0

I'm trying to use allocatable arrays inside "device" data structures that reside in GPU memory. Code (pasted below) compiles, but gives a segfault. Am I doing something obviously wrong?

Module file is called 'gpu_modules.F90', given below:

!=============
! This module contains definitions for data structures and the data
! stored on the device
!=============

   module GPU_variables
   use cudafor

   type :: data_str_def

!=============
! single number quantities
!=============

      integer                       :: i, j 
      real(kind=8)                  :: a 

!=============
! Arrays
!=============

      real(kind=8),   allocatable   :: b(:)
      real(kind=8),   allocatable   :: c(:,:)
      real(kind=8),   allocatable   :: d(:,:,:)
      real(kind=8),   allocatable   :: e(:,:,:,:)

   end type data_str_def

!=============
! Actual data is here
!=============

   type(data_str_def), device, allocatable   :: data_str(:)

   contains

!=============
! subroutine to allocate memory
!=============

      subroutine allocate_mem(n1)
      implicit none 
      integer, intent(in)  :: n1 

      call deallocate_mem()

      write(*,*) 'works here'
      allocate(data_str(n1))

      write(*,*) 'what about allocating memory?'
      allocate(data_str(n1) % b(10))
      write(*,*) 'success!'

      return
      end subroutine allocate_mem

!=============
! subroutine to deallocate memory
!=============

      subroutine deallocate_mem()
      implicit none
      if(allocated(data_str)) deallocate(data_str)
      return 
      end subroutine deallocate_mem

   end module GPU_variables

Main program is 'gpu_test.F90', given below:

!=============
! main program 
!=============

    program gpu_test
    use gpu_variables
    implicit none

!=============
! local variables
!=============

    integer             :: i, j, n

!=============
! allocate data
!=============

    n       = 2                 ! number of data structures

    call allocate_mem(n)

!=============
! dallocate device data structures and exit
!=============

    call deallocate_mem()
    end program

Compilation command (from current folder) is:

pgfortran -Mcuda=cc5x *.F90 

Terminal output:

$ ./a.out 
 works here
 what about allocating memory?
Segmentation fault (core dumped)

Any help/insight and solution would be appreciated.. and no, use of pointers is not a viable option.
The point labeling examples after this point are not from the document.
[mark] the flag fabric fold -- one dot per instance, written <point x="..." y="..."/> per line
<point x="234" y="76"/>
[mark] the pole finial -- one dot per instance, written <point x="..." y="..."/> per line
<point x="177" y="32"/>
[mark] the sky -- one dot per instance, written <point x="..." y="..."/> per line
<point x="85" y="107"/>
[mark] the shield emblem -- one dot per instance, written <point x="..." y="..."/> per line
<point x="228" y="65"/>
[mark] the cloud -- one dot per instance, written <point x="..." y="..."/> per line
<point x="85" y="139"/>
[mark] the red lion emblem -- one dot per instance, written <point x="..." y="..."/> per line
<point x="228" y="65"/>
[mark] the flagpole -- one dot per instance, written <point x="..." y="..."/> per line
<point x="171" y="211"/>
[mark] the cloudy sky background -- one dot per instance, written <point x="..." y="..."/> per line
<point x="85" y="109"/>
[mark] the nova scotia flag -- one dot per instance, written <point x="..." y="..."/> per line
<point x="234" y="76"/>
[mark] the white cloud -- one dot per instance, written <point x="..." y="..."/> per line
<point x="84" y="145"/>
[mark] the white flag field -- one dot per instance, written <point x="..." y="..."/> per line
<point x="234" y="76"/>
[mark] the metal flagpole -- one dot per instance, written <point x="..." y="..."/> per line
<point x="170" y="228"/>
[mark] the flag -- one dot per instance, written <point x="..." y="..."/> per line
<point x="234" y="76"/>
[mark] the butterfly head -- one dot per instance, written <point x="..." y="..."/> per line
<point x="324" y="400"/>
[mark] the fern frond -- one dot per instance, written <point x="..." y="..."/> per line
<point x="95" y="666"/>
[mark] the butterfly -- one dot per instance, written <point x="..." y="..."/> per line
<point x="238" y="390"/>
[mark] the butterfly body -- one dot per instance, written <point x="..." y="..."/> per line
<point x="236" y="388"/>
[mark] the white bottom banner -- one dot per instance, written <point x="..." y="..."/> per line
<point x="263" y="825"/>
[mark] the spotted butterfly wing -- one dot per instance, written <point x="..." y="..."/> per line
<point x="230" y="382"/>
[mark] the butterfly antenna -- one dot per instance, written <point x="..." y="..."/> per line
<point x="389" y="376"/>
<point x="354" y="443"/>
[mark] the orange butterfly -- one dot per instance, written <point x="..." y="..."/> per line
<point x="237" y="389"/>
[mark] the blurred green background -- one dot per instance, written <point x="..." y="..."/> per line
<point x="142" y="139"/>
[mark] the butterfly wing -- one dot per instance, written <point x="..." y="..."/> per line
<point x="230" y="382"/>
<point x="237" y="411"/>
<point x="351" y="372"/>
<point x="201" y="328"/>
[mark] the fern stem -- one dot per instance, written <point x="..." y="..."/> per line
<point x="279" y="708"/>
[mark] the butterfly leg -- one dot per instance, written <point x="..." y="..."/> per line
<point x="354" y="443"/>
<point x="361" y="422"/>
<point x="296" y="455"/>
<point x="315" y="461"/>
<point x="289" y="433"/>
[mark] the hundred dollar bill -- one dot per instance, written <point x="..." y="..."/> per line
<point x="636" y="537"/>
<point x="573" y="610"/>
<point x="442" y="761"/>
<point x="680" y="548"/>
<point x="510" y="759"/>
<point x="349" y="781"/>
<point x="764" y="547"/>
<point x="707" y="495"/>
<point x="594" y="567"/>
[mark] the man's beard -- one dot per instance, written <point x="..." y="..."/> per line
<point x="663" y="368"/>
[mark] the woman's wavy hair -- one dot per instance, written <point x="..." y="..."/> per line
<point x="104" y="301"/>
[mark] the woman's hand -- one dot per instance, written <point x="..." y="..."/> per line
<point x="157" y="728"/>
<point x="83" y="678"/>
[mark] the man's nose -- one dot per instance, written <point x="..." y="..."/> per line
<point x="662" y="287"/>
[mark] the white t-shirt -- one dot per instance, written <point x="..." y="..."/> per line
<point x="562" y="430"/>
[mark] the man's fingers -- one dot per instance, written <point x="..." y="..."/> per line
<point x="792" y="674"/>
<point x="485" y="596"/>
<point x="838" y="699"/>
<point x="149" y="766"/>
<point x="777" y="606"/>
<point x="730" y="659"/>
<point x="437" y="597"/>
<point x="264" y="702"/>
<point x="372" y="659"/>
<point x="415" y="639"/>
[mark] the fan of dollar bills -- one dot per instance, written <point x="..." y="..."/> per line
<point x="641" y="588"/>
Edit: another detail that may be relevant: I'm using pgfortran version 16.10

ansri
  • 37
  • 6
  • Note using `kind=8` is ugly and not portable (although it does not cause this error). Also, return before every end is completely superficial. – Vladimir F Героям слава Jul 21 '17 at 09:00
  • Also note that `allocate(data_str(n1) % b(10))` allocates the `b` component only for the `n1`th component of `data_str`. But that may be your intention in this simple example. – Vladimir F Героям слава Jul 21 '17 at 09:02
  • Possible duplicate https://stackoverflow.com/questions/44680150/how-to-allocate-arrays-of-arrays-in-structure-with-cuda-fortran – Vladimir F Героям слава Jul 21 '17 at 09:04
  • hi Vladimir: thanks for the replies. kind=8 was only to make things explicitly clear. Yes, i wanted to allocate only one component of the derived type, without touching the rest. I looked first at the "pointer in data structure" question too - the suggested solution was to make a host-side copy of the data structure and copy the entire thing over to the device... I'll try it out and post a reply – ansri Jul 21 '17 at 21:36
  • just tried it.. no luck making a host copy and transferring to device. – ansri Jul 21 '17 at 21:42
  • so according to the documentation (PGI openacc guide, v2015 and v2017): Arrays of derived type, where the derived type contains allocatable members, have not been tested and should not be considered supported for this release. That important feature will be included in an upcoming release ==> not sure if it refers to the openacc feature itself or the compiler in general. In any case, it seems to be an unstable feature. I guess I'll have to manually create it using pointers – ansri Jul 21 '17 at 21:51
  • I think you misunderstand the quote. OpenACC plays no role here. – Vladimir F Героям слава Jul 22 '17 at 08:04
  • You should show us what you tried and which error did you get. Please read the complete discussion in https://stackoverflow.com/questions/44680150/how-to-allocate-arrays-of-arrays-in-structure-with-cuda-fortran again. I posted there some important comments below the talonmies's myself. Please show your new code. – Vladimir F Героям слава Jul 22 '17 at 08:13
  • I am also sure you can make your code sample much shorter. A few lines should suffice here. – Vladimir F Героям слава Jul 22 '17 at 08:15

2 Answers2

1

The reason for the segmentation fault is that you have to access the memory for data_str on the host in order to allocate data_str(n1)%b. Since data_str is in device memory, not host memory, you get the segmentation fault. In theory, the compiler could create a host temp, allocate it, and then copy it to descriptor for data_str(n1)%b, but that's not part of today's CUDA Fortran.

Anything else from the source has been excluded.